大泉は現在オタク店員修行中の身でありますが、店にいて多くの人が本やDVDやCDを重度の渇きを癒すように求めていく姿を見ると、先住民といっしょに生活していた頃のことを思い出します。彼らもまた、シャーマンのもとにやってきては貪るように物語を求め、祭りで現れるさまざまな異形の精霊キャラに熱狂して一晩中歌ったり踊ったりしていました。


水木しげるはそんな姿を見ては「人間のやることは似ております、どこに行ってもね」と言っておりました。僕がシャーマンの儀礼などを取材できたのはマレーシアの先住民セノイ、メキシコのインディオ、オーストラリアのアボリジニぐらいでしたが、水木さんははるかに多くの国に訪れて儀礼を見ています。そんな彼の口から出る言葉にはやはり説得力があります。物語を求める人間の切実な姿というのは、どの社会に行っても変わらないようです。

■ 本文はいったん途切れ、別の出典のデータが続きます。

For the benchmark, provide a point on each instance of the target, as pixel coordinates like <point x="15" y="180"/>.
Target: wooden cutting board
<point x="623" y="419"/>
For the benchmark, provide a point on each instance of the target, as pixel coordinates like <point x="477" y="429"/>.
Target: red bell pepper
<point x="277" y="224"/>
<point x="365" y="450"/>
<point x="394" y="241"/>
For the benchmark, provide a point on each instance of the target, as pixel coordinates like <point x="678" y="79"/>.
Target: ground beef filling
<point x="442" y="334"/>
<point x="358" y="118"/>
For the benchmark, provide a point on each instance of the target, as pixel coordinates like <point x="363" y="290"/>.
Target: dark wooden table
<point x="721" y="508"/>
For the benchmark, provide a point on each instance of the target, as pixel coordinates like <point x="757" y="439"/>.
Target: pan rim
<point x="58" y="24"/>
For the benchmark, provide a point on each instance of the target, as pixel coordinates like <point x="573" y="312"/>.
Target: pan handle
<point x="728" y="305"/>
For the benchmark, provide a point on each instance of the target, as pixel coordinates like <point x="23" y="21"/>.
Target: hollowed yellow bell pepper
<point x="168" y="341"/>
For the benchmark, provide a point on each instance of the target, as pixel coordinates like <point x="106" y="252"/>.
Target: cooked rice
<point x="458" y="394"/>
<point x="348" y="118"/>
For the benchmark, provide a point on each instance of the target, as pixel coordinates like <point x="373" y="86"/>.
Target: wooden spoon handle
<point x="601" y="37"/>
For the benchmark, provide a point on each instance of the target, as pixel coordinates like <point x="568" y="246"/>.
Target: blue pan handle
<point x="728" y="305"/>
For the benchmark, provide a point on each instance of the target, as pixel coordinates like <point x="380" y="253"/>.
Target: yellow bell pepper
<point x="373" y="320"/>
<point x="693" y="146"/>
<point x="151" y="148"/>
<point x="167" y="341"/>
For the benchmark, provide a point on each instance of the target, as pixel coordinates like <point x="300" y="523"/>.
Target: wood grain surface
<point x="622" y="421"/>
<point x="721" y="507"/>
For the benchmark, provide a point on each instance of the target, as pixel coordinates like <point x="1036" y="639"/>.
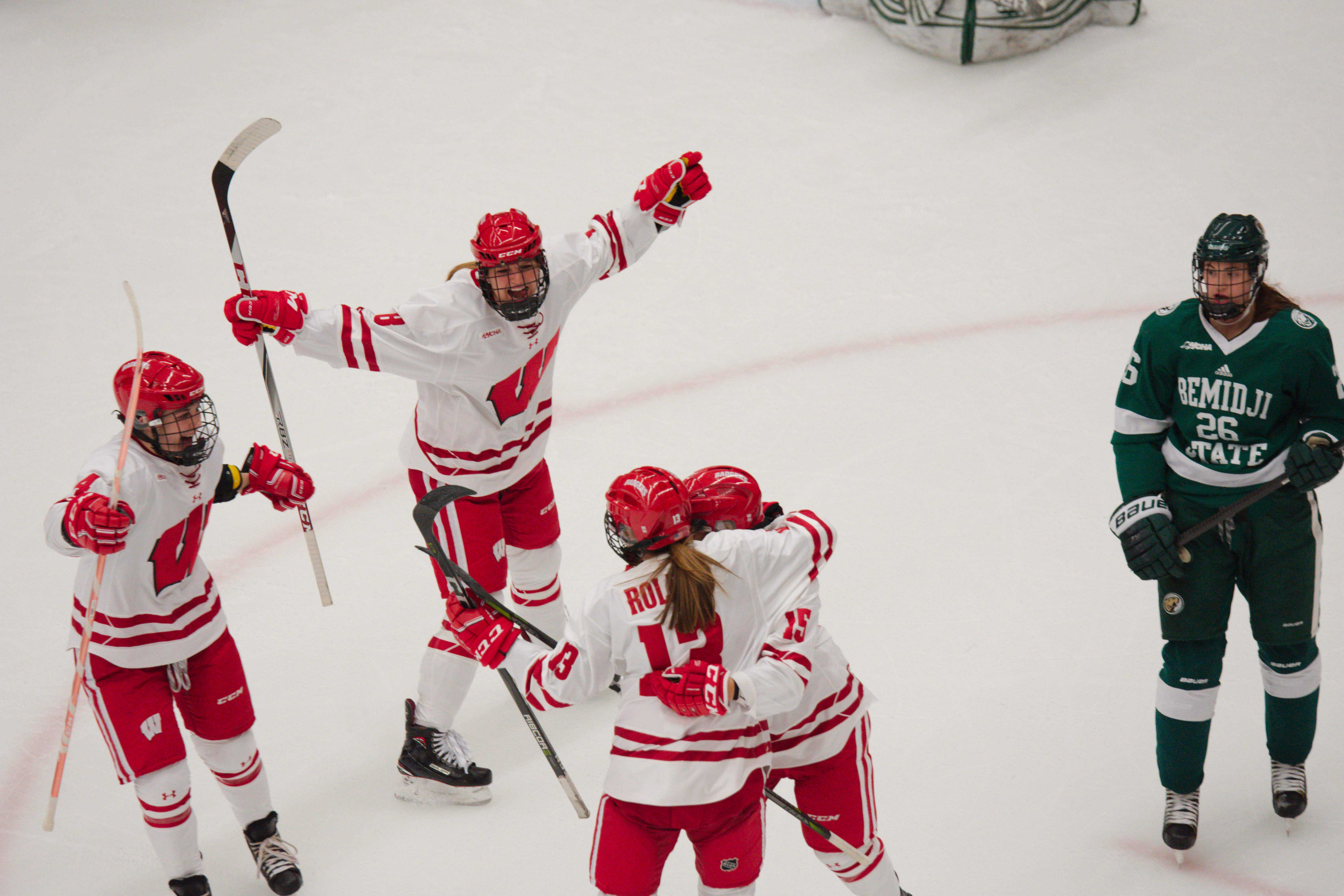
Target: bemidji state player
<point x="482" y="349"/>
<point x="717" y="635"/>
<point x="1228" y="392"/>
<point x="822" y="745"/>
<point x="161" y="637"/>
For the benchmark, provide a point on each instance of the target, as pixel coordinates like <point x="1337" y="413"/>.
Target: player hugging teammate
<point x="159" y="639"/>
<point x="1225" y="393"/>
<point x="482" y="349"/>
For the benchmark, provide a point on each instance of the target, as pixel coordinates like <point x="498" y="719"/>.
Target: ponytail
<point x="1271" y="302"/>
<point x="470" y="265"/>
<point x="691" y="586"/>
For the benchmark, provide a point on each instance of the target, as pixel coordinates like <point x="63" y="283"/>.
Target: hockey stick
<point x="83" y="656"/>
<point x="1241" y="504"/>
<point x="424" y="515"/>
<point x="252" y="138"/>
<point x="425" y="512"/>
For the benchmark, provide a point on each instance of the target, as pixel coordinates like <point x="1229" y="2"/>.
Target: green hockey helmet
<point x="1240" y="250"/>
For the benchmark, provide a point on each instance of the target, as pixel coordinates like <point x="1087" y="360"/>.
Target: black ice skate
<point x="1181" y="821"/>
<point x="1288" y="784"/>
<point x="276" y="860"/>
<point x="436" y="768"/>
<point x="194" y="886"/>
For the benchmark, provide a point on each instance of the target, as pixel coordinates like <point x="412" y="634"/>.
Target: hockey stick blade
<point x="822" y="831"/>
<point x="249" y="139"/>
<point x="427" y="510"/>
<point x="424" y="515"/>
<point x="222" y="175"/>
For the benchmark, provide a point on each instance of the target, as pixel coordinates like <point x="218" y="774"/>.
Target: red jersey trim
<point x="154" y="637"/>
<point x="694" y="756"/>
<point x="147" y="618"/>
<point x="505" y="465"/>
<point x="368" y="338"/>
<point x="733" y="734"/>
<point x="346" y="338"/>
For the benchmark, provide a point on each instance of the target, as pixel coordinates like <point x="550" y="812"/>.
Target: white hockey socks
<point x="243" y="778"/>
<point x="166" y="801"/>
<point x="878" y="879"/>
<point x="446" y="679"/>
<point x="536" y="588"/>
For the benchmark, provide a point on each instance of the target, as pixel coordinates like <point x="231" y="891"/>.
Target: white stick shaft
<point x="83" y="656"/>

水木しげるのしたたかなところは、こうした経験を自分が作る物語に取り込んでちゃんと金儲けをしたところでしょうね。鬼太郎のアニソンの作詞者でもある水木さんには、アニメと先住民の祭りは同じようなものに見えたのかもしれません。


以前水木さんと京極夏彦さんが対談で「妖怪とは何か?」を語り合っていた時に、京極さんが「妖怪とはキャラクターである」という立場を打ち出していました。京極作品は一貫して、妖怪そのものを出したりせずに(これをやると迫力がなくなると水木さんも言っていた)、妖怪というキャラの背負っている物語を丁寧に描くことで、今を生きる人間にどれだけ妖怪をリアルに感じられるかという試みを行っています。彼の作品を読むと「妖怪を現代に解題している」と言いたくなります。


よく、キャラが先か物語が先かということを考えます。
例えばウブメというのは出産に失敗した女性の妖怪ですが、同様の精霊はマレーシアにもいましたし、たぶん世界中にいるでしょう。出産に失敗するという彼女の物語と、造形や性格設定といった彼女のキャラクターは不可分です。

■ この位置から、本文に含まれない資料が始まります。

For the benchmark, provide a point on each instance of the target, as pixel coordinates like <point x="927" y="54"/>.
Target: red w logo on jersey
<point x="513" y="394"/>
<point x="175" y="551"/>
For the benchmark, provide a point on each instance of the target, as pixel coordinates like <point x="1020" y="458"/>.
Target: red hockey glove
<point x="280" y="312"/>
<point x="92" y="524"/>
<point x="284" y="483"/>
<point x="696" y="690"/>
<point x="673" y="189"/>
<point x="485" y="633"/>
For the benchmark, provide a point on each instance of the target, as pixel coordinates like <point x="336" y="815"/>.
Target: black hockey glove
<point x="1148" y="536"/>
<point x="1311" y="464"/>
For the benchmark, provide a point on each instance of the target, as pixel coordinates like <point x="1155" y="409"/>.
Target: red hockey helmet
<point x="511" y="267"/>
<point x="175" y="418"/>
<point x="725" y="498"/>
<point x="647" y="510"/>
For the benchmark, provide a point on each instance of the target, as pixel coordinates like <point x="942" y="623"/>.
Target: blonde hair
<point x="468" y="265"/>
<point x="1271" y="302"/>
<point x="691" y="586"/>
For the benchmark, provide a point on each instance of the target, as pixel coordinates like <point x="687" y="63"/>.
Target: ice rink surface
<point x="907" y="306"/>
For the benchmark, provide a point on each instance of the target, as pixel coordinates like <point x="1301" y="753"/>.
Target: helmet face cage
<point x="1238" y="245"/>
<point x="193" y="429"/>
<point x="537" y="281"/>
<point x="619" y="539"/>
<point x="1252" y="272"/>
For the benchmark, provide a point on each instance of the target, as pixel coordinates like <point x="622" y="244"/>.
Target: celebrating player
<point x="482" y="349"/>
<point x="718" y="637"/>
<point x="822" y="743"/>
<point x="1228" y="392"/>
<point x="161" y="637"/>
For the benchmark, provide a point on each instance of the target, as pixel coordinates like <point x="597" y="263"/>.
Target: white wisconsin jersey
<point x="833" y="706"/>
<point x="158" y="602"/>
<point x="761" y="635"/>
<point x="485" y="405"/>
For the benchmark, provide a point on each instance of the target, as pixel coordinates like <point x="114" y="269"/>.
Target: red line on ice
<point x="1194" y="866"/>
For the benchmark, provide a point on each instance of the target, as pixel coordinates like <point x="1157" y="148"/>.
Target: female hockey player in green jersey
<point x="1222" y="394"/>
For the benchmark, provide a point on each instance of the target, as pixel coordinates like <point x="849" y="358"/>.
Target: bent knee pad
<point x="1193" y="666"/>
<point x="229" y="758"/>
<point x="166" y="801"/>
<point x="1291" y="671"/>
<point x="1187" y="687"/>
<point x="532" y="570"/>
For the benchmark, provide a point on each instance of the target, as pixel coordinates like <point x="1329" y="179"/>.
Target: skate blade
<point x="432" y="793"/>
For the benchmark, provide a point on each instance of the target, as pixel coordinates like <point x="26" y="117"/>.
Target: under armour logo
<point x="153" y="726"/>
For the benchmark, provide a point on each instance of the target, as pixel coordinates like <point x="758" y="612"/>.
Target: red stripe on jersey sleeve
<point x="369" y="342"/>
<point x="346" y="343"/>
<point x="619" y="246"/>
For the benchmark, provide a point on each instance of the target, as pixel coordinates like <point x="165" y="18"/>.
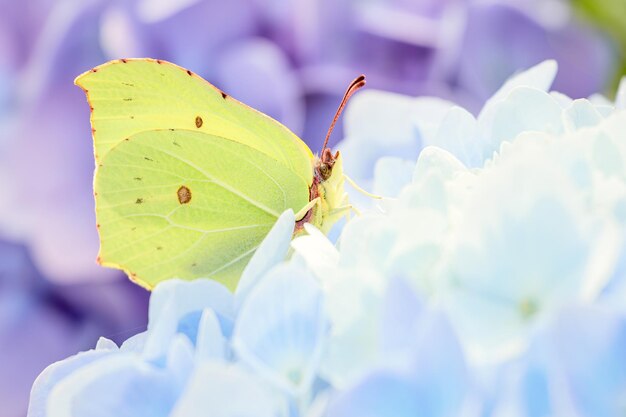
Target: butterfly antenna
<point x="355" y="85"/>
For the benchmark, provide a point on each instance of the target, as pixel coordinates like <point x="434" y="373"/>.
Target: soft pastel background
<point x="290" y="59"/>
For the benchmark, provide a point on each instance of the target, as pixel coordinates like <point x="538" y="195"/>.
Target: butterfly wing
<point x="179" y="203"/>
<point x="135" y="95"/>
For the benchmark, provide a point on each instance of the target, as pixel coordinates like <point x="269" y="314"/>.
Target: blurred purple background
<point x="290" y="59"/>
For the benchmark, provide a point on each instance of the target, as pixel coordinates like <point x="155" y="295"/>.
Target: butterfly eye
<point x="325" y="171"/>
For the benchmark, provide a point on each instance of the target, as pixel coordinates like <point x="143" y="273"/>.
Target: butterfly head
<point x="325" y="164"/>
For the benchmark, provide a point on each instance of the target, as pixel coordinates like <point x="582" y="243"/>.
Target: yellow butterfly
<point x="189" y="180"/>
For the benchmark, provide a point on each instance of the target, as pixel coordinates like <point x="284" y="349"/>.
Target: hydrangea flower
<point x="491" y="284"/>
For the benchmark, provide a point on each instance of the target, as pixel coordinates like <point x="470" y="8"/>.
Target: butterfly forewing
<point x="179" y="203"/>
<point x="136" y="95"/>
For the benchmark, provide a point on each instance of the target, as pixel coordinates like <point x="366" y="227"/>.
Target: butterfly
<point x="189" y="181"/>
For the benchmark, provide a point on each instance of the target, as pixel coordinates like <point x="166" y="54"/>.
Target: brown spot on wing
<point x="183" y="194"/>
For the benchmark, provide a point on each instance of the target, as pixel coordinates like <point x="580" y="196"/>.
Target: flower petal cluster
<point x="489" y="282"/>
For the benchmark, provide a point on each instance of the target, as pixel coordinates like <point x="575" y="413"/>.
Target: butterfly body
<point x="188" y="180"/>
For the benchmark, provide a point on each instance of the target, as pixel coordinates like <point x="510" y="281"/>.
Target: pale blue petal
<point x="434" y="168"/>
<point x="401" y="311"/>
<point x="123" y="386"/>
<point x="382" y="394"/>
<point x="435" y="386"/>
<point x="620" y="98"/>
<point x="377" y="124"/>
<point x="458" y="134"/>
<point x="523" y="109"/>
<point x="281" y="327"/>
<point x="539" y="77"/>
<point x="591" y="345"/>
<point x="219" y="390"/>
<point x="55" y="373"/>
<point x="391" y="175"/>
<point x="581" y="113"/>
<point x="176" y="307"/>
<point x="273" y="250"/>
<point x="210" y="343"/>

綾波レイというキャラクターは無口な中学生として現れ、最後には地母神となって人類の再生のために首をほふられます。「新世紀エヴァンゲリオン」というアニメは綾波レイという女神のための壮大な祭りだったということもできるでしょう。僕はこの祭りと女神の運命(物語)に熱狂した先住民の一人であるわけです。


この時、エヴァという物語と綾波というキャラのどちらが先なのか、というのはよくわかりません。はっきりしているのは、人類という自らの子供たちの再生のために、彼女が首をほふられて死んでいくという物語が必要だったということです。そこにあったのは、地母神と言う、最も古くから伝わる神の物語の一つのバージョンでした。ウブメもまた、地母神の一つの変形でしょう。その姿をどのように現代に定着するかという点で、京極と庵野の仕事は交錯します。


縄文土器土偶地母神ですよね。綾波に比べるとずいぶん太いです。いわばあれはフィギュアなわけですけど、昔の人はああいうのにフェティシズムを感じたんでしょうかね。「フィギュア萌え族土偶とともに発生しました。僕らはその共通の子孫です」なんて論文を書いたら、大谷昭宏はどう思うだろう。